L’Agence de biomédecine contrainte d'exporter le sperme congelé d’un homme âgé... mais poursuit son combat judiciaire

Pablo Picasso, 66 ans, avec son fils Claude

Paris, le jeudi 8 juin 2017 – Le 17 février dernier, le tribunal administratif de Montpellier enjoignait l’Agence de biomédecine à réexaminer la demande d’un couple souhaitant accéder à l’Assistance médicale à la procréation (AMP). La femme, âgée de 33 ans, présente une faible réserve ovarienne, ce qui fut en 2013 à l’origine d’une première demande d’AMP. Son époux est aujourd’hui âgé de 69 ans. A l’occasion des premiers examens réalisés sur lui dans le cadre de l’AMP, des polypes ont été détectés. Une intervention est pratiquée et le sperme de Luigi est congelé. Peu de temps après la fin de sa convalescence, le couple espère pouvoir réaliser son souhait de devenir parents. Mais les praticiens observent leur projet avec circonspection et mettent en avant l’âge (et la santé) de Luigi pour s’y opposer. L’accueil est différent en Belgique où les deux époux rencontrent une équipe acceptant de les aider à concrétiser leur rêve. Mais un nouvel obstacle se dresse devant eux : l’Agence de biomédecine refuse d’accorder l’exportation des gamètes. Comme sur de nombreux autres sujets, l’Agence se refuse à permettre à l’étranger un acte réprouvé en France. Cependant, l’absence de réglementation concernant la limite de l’âge paternel amoindrit quelque peu la portée du raisonnement de l’Agence, qui se voit taclée par le tribunal administratif de Montpellier.

Pas de caractère suspensif de l’appel… en raison de l’âge de Luigi !

L’Agence choisit alors de faire appel, mais le 24 avril, la cour administrative de Versailles rejette sa demande de sursis à exécution, en raison, notamment, de l’âge de Luigi ! Aussi, l’institution vient-elle d’accepter d’organiser le transfert du sperme congelé en Belgique ; rendez-vous vient d’être pris pour que cette démarche soit réalisée. Si c’est un soulagement pour le couple, la procédure judiciaire pour sa part n’est pas achevée. L’Agence de biomédecine maintient son appel et espère obtenir « une clarification des règles applicables en matière d’AMP ». 

Des raisons médicales et éthiques pour s’opposer aux paternités tardives… par PMA

La « clarification » cependant ne pourra venir que d’un texte législatif ou réglementaire. S’ils peuvent reconnaître le bien fondé de telle ou telle décision médicale, les juges ne pourront en effet jamais interdire à des familles de faire valoir devant les tribunaux l’imprécision de la loi sur différents points. Les attitudes suivies par un nombre croissant de spécialistes de l’infertilité ne sauraient avoir une valeur contraignante.

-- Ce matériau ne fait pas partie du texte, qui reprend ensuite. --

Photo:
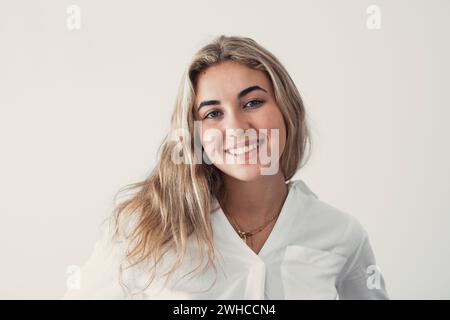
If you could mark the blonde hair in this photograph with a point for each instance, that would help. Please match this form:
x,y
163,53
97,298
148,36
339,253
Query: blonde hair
x,y
175,200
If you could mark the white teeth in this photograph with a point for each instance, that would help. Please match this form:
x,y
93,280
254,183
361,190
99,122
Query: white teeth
x,y
242,150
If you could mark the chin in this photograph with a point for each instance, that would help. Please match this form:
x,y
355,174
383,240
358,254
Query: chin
x,y
245,173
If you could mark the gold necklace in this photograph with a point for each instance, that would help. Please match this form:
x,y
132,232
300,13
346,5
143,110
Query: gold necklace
x,y
248,234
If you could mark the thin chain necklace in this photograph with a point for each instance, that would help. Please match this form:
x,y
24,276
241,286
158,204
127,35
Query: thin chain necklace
x,y
244,235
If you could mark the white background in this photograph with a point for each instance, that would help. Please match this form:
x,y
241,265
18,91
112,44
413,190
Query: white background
x,y
82,113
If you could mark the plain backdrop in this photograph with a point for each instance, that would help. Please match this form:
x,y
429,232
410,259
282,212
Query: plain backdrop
x,y
83,111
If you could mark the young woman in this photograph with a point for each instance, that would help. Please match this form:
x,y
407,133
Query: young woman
x,y
219,217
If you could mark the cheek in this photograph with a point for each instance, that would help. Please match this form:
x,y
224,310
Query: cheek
x,y
211,140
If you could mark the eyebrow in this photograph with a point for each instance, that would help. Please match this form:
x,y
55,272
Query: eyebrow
x,y
240,95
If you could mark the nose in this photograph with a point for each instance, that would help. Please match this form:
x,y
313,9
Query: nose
x,y
236,126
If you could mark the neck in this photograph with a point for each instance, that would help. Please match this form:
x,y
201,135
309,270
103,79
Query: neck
x,y
253,202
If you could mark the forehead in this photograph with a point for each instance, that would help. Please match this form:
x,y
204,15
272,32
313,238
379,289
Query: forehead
x,y
227,79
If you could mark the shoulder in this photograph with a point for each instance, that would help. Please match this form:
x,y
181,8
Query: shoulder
x,y
323,224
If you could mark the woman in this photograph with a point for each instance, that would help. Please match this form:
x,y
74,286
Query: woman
x,y
219,217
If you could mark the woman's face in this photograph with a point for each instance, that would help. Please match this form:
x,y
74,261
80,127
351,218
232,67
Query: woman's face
x,y
242,129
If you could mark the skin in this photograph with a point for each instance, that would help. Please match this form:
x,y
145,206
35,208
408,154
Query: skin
x,y
252,197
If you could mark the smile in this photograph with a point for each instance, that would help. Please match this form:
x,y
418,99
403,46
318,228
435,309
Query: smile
x,y
244,149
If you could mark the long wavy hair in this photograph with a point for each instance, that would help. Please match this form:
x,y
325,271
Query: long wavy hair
x,y
175,201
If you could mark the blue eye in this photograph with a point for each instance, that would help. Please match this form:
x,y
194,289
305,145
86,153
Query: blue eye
x,y
208,115
257,103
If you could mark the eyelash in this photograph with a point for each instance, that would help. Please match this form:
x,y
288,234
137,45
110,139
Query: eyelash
x,y
259,102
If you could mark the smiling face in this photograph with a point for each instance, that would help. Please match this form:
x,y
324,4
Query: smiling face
x,y
242,128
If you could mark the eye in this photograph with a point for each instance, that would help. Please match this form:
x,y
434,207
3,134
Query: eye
x,y
254,103
208,116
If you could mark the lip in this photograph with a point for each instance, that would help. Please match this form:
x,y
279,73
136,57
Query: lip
x,y
246,155
245,144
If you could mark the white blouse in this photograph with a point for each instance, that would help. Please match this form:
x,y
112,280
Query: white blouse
x,y
314,251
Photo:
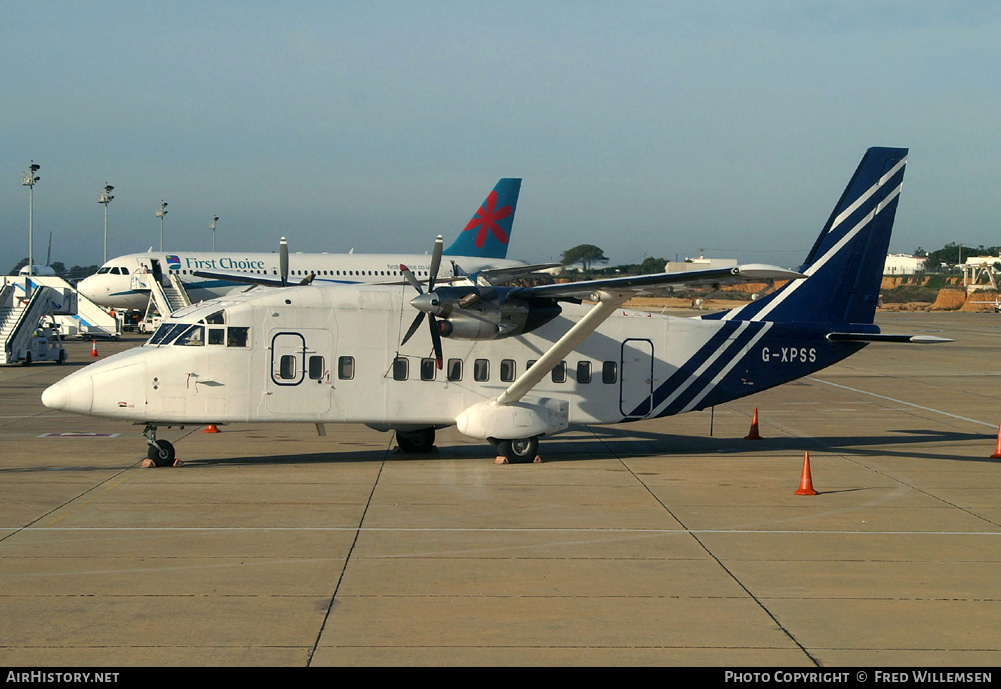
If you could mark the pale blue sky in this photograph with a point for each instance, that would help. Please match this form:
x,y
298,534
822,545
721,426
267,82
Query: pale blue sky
x,y
654,128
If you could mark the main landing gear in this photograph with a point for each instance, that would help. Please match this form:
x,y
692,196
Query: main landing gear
x,y
421,441
518,450
160,453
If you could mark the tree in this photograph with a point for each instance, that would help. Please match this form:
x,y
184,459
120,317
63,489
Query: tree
x,y
20,264
585,254
653,264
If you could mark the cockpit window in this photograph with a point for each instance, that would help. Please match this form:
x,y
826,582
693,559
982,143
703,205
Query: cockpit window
x,y
193,336
238,336
166,332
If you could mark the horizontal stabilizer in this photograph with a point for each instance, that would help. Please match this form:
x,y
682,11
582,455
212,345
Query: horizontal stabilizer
x,y
885,337
662,281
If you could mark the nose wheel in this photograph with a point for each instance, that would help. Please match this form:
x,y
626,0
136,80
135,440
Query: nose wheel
x,y
160,453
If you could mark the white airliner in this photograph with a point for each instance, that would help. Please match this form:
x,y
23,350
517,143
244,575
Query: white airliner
x,y
482,243
506,365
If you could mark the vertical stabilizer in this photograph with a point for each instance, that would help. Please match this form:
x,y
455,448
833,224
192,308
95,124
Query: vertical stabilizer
x,y
486,234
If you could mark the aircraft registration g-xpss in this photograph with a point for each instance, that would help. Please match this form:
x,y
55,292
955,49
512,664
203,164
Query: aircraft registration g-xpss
x,y
482,243
508,365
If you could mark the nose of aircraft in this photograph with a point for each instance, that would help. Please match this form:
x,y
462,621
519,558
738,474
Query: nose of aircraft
x,y
72,394
86,287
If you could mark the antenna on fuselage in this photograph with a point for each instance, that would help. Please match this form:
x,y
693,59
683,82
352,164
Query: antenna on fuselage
x,y
283,261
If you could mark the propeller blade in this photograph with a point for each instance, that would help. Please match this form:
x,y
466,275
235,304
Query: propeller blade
x,y
283,260
436,341
435,262
410,278
413,327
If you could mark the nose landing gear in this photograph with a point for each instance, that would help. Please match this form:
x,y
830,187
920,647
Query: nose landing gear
x,y
160,453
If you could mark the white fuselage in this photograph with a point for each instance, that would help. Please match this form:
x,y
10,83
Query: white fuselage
x,y
332,355
113,285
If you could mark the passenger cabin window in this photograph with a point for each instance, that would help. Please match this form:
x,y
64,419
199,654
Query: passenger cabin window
x,y
508,370
559,374
610,372
316,369
193,336
481,370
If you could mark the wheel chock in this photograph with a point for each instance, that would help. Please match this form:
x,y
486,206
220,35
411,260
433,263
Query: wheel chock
x,y
997,451
753,435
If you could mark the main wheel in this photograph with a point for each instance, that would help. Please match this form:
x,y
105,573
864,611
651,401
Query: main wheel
x,y
421,441
162,454
520,450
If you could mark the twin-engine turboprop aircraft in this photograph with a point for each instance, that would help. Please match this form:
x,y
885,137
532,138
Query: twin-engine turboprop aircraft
x,y
506,365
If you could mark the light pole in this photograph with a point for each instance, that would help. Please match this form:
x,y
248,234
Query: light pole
x,y
28,179
160,214
106,198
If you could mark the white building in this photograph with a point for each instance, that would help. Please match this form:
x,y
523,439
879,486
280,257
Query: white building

On rappellera néanmoins qu’aujourd’hui selon une enquête réalisée par le Comité national des gynécologues obstétriciens français (CNGOF) en 2016, une majorité de centres de procréation applique une limite tacite à l’âge du père fixée à 60 ans. Il apparaît cependant qu’en fonction de l’âge des praticiens et biologistes impliqués, l’appréciation peut être différente : les plus âgés se montrant, on s’en doute, plus enclins à l’indulgence face à des futurs papas grisonnants.

Selon des spécialistes, l’application d’une "limite" ne tient pas uniquement à des considérations "éthiques" sur l’espérance de vie des pères en devenir, mais également sur les risques pour l’enfant à venir. « Il est établi que les taux de succès après insémination et fécondation in vitro sont moins bons lorsque le père est âgé. (…) Les répercussions d’une paternité tardive sur le risque de malformations fœtales sont démontrées mais modérées » relève le CNGOF. Pour autant, quand en dehors de toute PMA, des paternités tardives sont possibles (avec leur lot de risques et leurs dilemmes éthiques) certaines argumentations sont difficiles à soutenir face aux couples (si ce n’est celle de la question du coût).